单位: 东华大学,材料科学与工程学院,纤维材料与改性国家重点实验室,上海,01600
关键词: 纳滤膜,聚丙烯,中空纤维膜,染料过滤
分类号: TQ051.893
出版年,卷(期):页码: 2022,42(3):7-14

  面对聚丙烯纳滤膜制备技术的空白,我们采用溶解诱导致孔法以聚环氧乙烷为致孔剂与聚丙烯进行共混,通过双螺杆挤出机熔融挤出成型,经过拉伸、空气冷却、收丝和水洗等工艺,首次加工制得了非复合聚丙烯中空纤维纳滤膜。为了进一步提高中空纤维膜的过滤通量和亲水抗污能力,亲水性二氧化硅纳米粒子通过熔融共混的方式被嵌入到中空纤维膜的壁中,为了减少排放和降低成本,试验尝试了对致孔剂聚环氧乙烷进行回收再利用,通过用水对原丝进行浸泡萃取,探究了最佳回收水/聚环氧乙烷的质量比和浸出时间。同时,为验证聚丙烯中空纤维膜的稳定性,甲基蓝和酸性红被用来作为截留物质进行了60小时的长周期试验。结果表明,聚丙烯中空纤维纳滤膜对甲基蓝和酸性红的截留具有稳定的通量,相比于未添加亲水性纳米二氧化硅粒子的中空纤维膜,改性膜的截留率达到了100%,通量达到39 L/(m2·h·0.1MPa),同时,最佳条件下的致孔剂回收率也达到99%,为聚环氧乙烷的闭环利用提供了理论和实验基础。实验结果证明以聚环氧乙烷为致孔剂的溶解诱导致孔法是一种稳定、高效和可循环的聚丙烯中空纤维纳滤膜的制备方法。
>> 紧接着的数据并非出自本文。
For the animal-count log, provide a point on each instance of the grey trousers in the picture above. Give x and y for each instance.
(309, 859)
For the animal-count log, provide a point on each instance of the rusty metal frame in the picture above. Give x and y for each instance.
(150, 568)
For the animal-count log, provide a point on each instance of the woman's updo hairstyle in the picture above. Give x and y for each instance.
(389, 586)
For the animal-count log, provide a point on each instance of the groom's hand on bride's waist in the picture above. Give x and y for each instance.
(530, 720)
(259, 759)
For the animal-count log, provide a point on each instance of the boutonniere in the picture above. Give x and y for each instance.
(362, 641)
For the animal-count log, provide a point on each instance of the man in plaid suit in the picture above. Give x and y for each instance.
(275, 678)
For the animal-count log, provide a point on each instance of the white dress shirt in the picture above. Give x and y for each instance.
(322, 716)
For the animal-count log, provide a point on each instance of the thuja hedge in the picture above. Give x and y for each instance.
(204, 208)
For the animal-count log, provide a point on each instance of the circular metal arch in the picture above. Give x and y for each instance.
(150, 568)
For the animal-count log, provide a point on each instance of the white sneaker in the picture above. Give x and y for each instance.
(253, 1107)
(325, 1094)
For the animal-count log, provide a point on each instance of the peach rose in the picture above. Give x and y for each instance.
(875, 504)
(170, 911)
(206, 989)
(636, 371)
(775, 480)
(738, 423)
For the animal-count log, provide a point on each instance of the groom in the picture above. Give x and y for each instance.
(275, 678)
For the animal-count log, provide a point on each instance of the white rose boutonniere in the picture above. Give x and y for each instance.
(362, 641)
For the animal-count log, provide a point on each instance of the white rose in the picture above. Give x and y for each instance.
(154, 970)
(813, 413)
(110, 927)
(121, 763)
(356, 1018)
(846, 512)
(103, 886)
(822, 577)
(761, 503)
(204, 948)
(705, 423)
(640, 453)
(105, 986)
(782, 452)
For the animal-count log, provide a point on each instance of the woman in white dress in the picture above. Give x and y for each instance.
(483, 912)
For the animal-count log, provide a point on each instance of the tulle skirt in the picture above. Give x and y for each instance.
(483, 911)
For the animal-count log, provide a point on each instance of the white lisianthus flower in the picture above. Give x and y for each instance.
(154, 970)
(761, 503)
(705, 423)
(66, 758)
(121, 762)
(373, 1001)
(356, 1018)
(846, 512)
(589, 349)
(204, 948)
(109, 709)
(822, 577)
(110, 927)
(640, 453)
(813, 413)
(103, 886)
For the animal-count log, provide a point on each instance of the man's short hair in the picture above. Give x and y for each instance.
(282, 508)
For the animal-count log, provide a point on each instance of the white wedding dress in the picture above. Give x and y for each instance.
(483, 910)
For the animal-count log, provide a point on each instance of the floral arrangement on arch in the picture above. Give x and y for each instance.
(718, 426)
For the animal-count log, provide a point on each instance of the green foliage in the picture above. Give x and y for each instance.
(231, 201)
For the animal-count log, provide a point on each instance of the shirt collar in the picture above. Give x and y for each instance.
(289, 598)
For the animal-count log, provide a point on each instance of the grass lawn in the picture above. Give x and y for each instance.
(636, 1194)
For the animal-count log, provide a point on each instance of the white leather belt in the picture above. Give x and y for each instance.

 Facing the blank of polypropylene nanofiltration membrane preparation technology, we used the dissolution-induced pore method to blend the polypropylene with polyethylene oxide as the pore-forming agent, and extruded through a twin-screw extruder. The non-composite polypropylene hollow fiber nanofiltration membrane was processed for the first time through the processes of, air cooling, filament winding and water washing。In order to further improve the filtration flux and hydrophilic antifouling ability of the hollow fiber membrane, hydrophilic silica nanoparticles were embedded in the wall of the hollow fiber membrane by melt blending. And to reduce emissions and reduce costs, the experiment tried to recycle and reuse the porogen polyethylene oxide. The raw fiber was soaked and extracted with water. The best recovered water/polyethylene oxide mass ratio and leaching time were investigated in detail. At the same time, to verify the stability of the polypropylene hollow fiber membrane, methyl blue and acid red were used as the retention material for a long period test of 60 hours. The results show that the polypropylene hollow fiber nanofiltration membrane has a stable flux for the rejection of methyl blue and acid red. Compared with the hollow fiber membrane without the addition of hydrophilic nano silica particles, the rejection of the modified membrane is 100%, and the flux is as high as 39 L/(m2·h·0.1MPa). At the same time, the recovery rate of the porogen under the optimal conditions is also as high as 99%, which provides a theoretical and theoretical basis for the closed-loop utilization of polyethylene oxide. The experimental results prove that the dissolution-induced pore-forming method with polyethylene oxide as the porogen is a stable, efficient and recyclable polypropylene hollow fiber nanofiltration membrane preparation method.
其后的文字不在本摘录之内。